Again, I’m reminded that this same statement could be said today regarding spirituality. How strange that in ancient cultures, spirituality was part of everything and related to the way of life. Too often today, we don’t acknowledge this aspect of our lives as real, significant and affecting our daily activities.

We also know exactly what spirituality means, without taking a physical search for the answer. We can go inside and listen to that knowing about our essence and our connection to something higher, even if we have temporarily misplaced that feeling. What are those “unseen changes” that happened? How far back in our lives must we go to uncover what we lost? And isn’t it time to reclaim that spirituality, to feel what it is like to be connected to a power greater than ourselves?

This literary motorcycle ride might help jog our memory and provide another way to remember who we are.
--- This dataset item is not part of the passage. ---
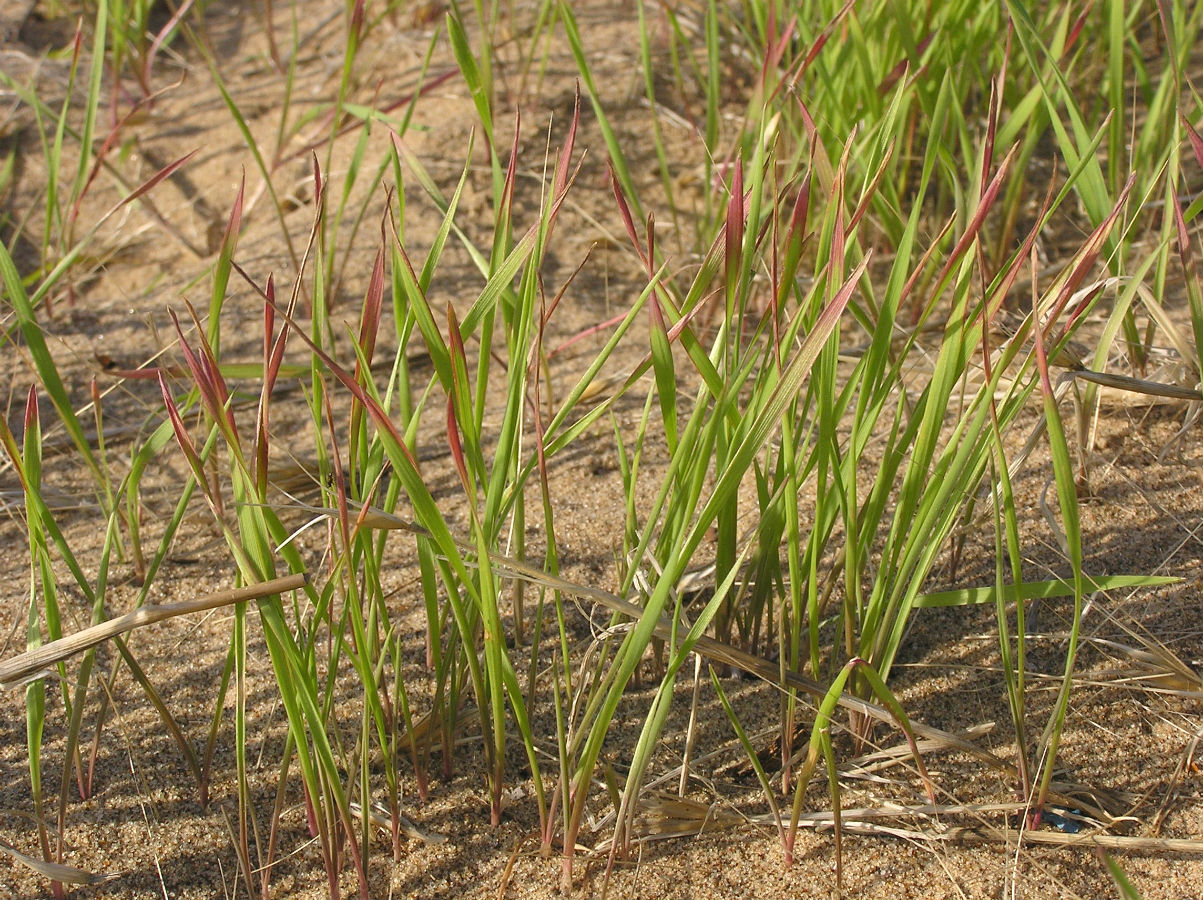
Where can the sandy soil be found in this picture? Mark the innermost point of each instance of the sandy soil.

Pirsig opens us to the connection we may have been missing, to a belief that we may have ignored along our way. We know what spirituality is, even if we have forgotten our longing for that feeling of comfort. Remember that. Bask in the knowledge that we are not crazy at all, as the narrator in this novel discovers. We may simply be reconnecting to a lost past.

A Discussion of a Norman Mailer Book

In my mystic journey, I find I am revisiting some of the books that I loved when I was in my 20s and 30s. How fun to discover that what I resonated with then, I continue to find relevant. I wanted to share short posts on a few of those books. Here is the first.

On God: An Uncommon Conversation by Norman Mailer with Michael Lennon (Random House, 2007) is not by or about a mystic. If you love the work of Norman Mailer, do not, or are unfamiliar with him, his conversations will, at least, make you think. Not considered a spiritual writer nor a spiritual figure, he was one of my favorite American authors. This book was published shortly before his death in 2008.

I am fascinated with Mailer’s thoughts in this book. While I don’t agree with all of them, he presents ideas to consider, which is what great writers do. The main point that Mailer reiterates throughout his book, and the most significant, is that God is a Creator, but one that is still evolving. Mailer considers that we are developing with God and, because of this, He needs us as much as we need Him. Perhaps Mailer’s view is egocentric, but if we are still progressing, why wouldn’t our Creator be doing the same? Why wouldn’t we reflect all aspects of the divine?

Mailer reflects an updated view of God rather than the older, theistic one that directs our lives. He questions:

“God may be developing along with evolution. Why must a god be independent of time?

I mention this same concept in my book, Do It Yourself Guide to Spirituality: Seven Simple Steps (2011):

“God is evolving, in our world of shifting knowledge. While many argue that a changing God who fits our constant demands is self-serving, history show this is not the first time God has developed. The last 3000 years held to a mythic, theist God after magical gods gave way to ‘a ruler, a punisher, a patriarch.’
Why would we expect this view to remain unchanged?”

I like Mailer’s description of humans as “not finished,” as if we were a story being written. He makes the concept of “Creator” real. Rather than some almighty force, God becomes a more understandable artist molding his creations as He Himself changes. That is what an artist does; why would God, or whatever name we choose, be different?

Mailer claims:

“The point is that the purpose of life may be to find higher and better questions. Why? Because what I believe – this is wholly speculative but important to me – is that we are here as God’s work, here to influence His future as well as ours.”

I love that he wants us “to find higher and better questions,” similar to raising our vibrations. He wants us to assist God, as God assists us; we are here to create. While he may express the ideas differently and use other words, most mystics agree.

We are here to participate in the creation of our lives and in the world around us.